Improvements in the division, Armstrong says, are "not future conjecture, but really… today's reality." He said the company is breaking even in its high-speed Internet business and expects to have more than 20 percent of AT&T's cable customers signed up for cable modem service by 2005. It has firm plans to improve its balance sheet with cost-cutting and price hikes, and has already slashed 10,000 jobs in the past year (with 3,000 more on the way). And although they’re still anemic by industry standards, profits are up slightly from last year’s figures no mean feat in this barren economic season.
Of course, daddy’s little cable girl isn’t quite ideal wife material yet. AT&T Broadband is chunky with debt ($13 billion at least), gets some of the lowest profit margins in the business, and her cable lines are a little on the immature side only 70 percent upgraded to carry Internet, phone and digital-TV services, as opposed to 94 percent at No. 2 AOL Time Warner (parent company of this writer).
But a girl with 13.7 million cable customers doesn’t hit the market every day, and so, with the full encouragement of the AT&T board which after rejecting Comcast’s $40 billion-plus-debt offer as an insulting lowball effectively put the division up for sale the suitors are swarming.
First there was AOL, the rich friend of Father’s (the two already share in the Time Warner Entertainment partnership) swooping in on the heels of the Comcast offer to discuss a glorious scenario in which AOL and AT&T form anything from a semi-monogamous dating arrangement to a full-blown marriage.
Now Disney is pricing diamond rings too, mulling a group effort with cable little-guys Cox Communications and Charter Communications to put it back in the front lines of the content-and-cable combination sweepstakes.

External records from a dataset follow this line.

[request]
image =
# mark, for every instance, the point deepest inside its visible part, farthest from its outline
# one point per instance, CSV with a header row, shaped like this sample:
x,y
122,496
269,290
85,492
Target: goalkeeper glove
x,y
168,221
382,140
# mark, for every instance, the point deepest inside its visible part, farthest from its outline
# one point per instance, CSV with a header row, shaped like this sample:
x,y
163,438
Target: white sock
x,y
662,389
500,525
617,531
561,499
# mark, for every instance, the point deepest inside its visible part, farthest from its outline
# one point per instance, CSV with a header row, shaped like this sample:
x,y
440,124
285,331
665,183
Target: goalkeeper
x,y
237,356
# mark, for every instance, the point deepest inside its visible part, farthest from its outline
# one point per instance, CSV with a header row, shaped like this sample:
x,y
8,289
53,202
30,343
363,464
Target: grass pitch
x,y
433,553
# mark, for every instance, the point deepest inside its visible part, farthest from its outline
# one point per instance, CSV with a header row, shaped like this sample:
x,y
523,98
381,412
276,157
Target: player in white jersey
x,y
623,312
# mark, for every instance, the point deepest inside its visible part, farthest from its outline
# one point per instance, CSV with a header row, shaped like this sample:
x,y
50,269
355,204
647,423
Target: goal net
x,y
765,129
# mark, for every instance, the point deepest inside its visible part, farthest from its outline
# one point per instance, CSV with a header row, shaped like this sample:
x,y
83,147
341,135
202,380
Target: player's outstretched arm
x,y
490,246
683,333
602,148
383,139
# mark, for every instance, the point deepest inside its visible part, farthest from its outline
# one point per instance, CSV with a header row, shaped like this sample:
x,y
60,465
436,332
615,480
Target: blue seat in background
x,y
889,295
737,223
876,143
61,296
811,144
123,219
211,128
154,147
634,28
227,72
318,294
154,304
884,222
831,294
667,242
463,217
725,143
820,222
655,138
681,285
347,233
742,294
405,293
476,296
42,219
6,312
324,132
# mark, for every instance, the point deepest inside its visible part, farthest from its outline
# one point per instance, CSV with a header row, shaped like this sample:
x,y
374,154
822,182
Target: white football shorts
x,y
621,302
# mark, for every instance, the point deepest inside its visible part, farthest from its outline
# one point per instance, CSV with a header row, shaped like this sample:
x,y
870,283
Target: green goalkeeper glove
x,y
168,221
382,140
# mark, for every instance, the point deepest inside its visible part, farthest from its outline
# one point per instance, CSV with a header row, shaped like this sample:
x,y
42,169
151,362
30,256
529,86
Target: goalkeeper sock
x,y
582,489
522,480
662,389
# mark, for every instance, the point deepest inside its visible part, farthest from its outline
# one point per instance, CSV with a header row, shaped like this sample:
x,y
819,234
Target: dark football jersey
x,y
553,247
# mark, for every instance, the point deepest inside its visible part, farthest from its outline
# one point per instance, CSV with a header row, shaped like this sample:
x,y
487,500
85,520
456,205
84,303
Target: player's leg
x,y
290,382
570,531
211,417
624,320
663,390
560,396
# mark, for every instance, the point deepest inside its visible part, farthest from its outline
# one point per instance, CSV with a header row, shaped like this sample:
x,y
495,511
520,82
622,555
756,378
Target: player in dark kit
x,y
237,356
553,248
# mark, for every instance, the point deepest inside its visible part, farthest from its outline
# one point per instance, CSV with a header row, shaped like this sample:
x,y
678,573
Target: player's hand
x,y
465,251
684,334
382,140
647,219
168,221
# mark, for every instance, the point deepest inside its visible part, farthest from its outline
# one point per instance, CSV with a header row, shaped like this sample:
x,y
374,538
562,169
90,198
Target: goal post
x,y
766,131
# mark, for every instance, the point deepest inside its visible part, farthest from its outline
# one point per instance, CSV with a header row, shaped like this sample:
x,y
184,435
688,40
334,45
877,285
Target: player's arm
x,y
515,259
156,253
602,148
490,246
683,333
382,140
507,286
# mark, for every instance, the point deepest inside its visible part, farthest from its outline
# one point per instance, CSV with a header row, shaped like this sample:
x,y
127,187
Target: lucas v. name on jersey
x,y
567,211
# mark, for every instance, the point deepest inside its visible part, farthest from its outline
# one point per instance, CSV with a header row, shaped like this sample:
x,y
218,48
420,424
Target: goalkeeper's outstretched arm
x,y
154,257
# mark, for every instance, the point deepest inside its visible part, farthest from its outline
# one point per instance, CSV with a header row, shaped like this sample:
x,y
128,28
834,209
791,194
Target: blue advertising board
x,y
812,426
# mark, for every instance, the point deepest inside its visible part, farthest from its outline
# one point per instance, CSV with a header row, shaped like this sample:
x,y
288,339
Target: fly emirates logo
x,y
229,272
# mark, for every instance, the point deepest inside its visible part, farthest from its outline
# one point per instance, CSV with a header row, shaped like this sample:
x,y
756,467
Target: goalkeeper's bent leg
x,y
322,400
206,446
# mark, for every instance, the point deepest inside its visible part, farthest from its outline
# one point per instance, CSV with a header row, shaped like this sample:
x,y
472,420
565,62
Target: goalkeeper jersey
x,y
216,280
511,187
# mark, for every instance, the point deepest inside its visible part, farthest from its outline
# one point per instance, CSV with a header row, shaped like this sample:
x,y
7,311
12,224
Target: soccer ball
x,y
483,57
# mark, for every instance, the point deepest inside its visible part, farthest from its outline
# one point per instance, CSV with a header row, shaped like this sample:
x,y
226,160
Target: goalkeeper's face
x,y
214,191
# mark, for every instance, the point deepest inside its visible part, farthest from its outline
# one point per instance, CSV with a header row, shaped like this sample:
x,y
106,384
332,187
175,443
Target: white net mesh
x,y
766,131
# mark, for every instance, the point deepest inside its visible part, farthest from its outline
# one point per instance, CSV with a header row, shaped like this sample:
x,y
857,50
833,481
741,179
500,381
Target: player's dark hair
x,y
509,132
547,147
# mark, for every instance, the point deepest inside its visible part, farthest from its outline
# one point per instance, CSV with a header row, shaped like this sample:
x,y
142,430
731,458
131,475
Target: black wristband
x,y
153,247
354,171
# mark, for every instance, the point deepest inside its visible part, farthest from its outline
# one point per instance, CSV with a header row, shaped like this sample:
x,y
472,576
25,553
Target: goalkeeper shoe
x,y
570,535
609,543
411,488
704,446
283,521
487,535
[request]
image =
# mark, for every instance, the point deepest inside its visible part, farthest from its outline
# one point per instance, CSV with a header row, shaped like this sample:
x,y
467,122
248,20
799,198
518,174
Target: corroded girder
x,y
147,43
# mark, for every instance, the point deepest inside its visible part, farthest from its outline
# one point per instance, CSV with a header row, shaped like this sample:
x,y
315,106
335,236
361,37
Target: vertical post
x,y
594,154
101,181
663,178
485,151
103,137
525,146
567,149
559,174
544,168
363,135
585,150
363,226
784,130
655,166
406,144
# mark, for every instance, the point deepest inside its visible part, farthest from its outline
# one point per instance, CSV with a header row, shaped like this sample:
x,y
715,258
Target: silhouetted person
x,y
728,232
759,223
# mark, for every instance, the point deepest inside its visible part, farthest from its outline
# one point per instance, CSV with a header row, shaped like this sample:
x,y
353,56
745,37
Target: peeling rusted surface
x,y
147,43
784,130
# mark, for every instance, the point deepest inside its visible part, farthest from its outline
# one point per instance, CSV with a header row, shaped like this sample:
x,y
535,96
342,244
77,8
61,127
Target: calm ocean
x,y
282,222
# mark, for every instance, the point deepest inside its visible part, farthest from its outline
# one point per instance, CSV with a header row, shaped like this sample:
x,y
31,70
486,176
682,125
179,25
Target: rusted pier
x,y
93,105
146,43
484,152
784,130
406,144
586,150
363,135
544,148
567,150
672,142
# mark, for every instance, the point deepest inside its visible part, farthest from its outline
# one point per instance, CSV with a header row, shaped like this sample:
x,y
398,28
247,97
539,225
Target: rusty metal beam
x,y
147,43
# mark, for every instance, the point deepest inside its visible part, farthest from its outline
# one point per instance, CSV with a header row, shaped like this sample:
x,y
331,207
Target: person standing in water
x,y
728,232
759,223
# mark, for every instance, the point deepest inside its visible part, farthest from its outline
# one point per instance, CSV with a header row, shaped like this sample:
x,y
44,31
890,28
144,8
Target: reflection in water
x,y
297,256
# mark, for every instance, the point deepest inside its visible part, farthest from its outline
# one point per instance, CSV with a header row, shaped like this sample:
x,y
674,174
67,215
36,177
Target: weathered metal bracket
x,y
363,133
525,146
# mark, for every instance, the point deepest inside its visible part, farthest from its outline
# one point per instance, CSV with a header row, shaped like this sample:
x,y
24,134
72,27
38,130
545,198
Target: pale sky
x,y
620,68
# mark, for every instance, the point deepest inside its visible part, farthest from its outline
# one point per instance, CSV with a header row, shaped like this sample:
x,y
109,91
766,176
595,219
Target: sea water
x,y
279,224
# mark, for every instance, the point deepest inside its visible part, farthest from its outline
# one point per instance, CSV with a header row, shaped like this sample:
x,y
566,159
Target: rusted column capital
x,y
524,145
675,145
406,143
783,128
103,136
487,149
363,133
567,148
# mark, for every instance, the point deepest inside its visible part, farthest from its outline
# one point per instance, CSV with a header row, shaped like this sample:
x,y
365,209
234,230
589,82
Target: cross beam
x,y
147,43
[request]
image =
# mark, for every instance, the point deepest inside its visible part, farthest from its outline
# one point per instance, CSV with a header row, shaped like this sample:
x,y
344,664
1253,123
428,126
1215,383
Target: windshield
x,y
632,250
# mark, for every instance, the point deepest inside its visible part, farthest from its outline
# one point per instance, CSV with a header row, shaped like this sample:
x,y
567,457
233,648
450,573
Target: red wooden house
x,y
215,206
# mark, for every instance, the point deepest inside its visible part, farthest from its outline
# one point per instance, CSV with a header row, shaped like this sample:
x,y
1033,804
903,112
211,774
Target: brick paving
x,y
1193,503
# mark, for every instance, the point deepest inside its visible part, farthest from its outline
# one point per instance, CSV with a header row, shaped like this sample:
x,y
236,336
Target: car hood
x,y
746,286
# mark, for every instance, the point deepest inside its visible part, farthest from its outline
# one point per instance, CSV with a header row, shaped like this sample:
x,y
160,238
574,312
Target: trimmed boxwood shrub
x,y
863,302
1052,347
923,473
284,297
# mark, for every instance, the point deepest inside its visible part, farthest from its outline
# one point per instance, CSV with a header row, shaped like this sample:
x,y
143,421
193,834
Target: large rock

But does anyone really want to take this plunge? AOL, for one, is salivating over a combination (minority-owned for tax purposes but effectively controlled by the Dulles boys) that would create a cable behemoth with some 25 million subscribers, 3 million high-speed Internet-access customers, and a hell of a lot of train tracks for all that content (yours truly included). How big a behemoth? Comcast’s 8.5 million subs would be a very distant second.
Would the regulators go for it? Bush’s FCC is willing to listen to reasons why cable dominance could be good for bringing more customers into the world of broadband, an industry that desperately needs them, and AOL could certainly promise that. But the prospect of a far-and-away dominant cable company and one that already owns a hefty share of the all content under the sun could be daunting to any regulator worried about the possibility of monopolistic pricing in a deregulated industry. And the way the Bush trustbusters haven’t quite let go of the Microsoft case is not a good sign (unless it’s a sign of the power of AOL’s lobbyists).
For Disney and its gang and Comcast, not to be counted out by any means the upside of a marriage is pretty much the same: all of Lord Armstrong’s lands and a big step up on the ladder to the content-and-technology, one-stop-shopping convergence heaven everybody swears is the future of broadband.
But wanting AT&T Broadband and actually paying the $70 billion Armstrong supposedly requires are two very different things and with regulators standing ready to give the deal a thorough going-over, the honeymoon could be over before it begins. And as the nation’s most eligible cable bachelors line up to pitch woo, one has to wonder who really thinks they can handle the purchase and who’s just there to make sure the other guys go home empty-handed.
Which means this flirting frenzy could die down without Armstrong ever getting the Comcast-topping offer he’s primping for but then again, he never wanted a son-in-law in the first place.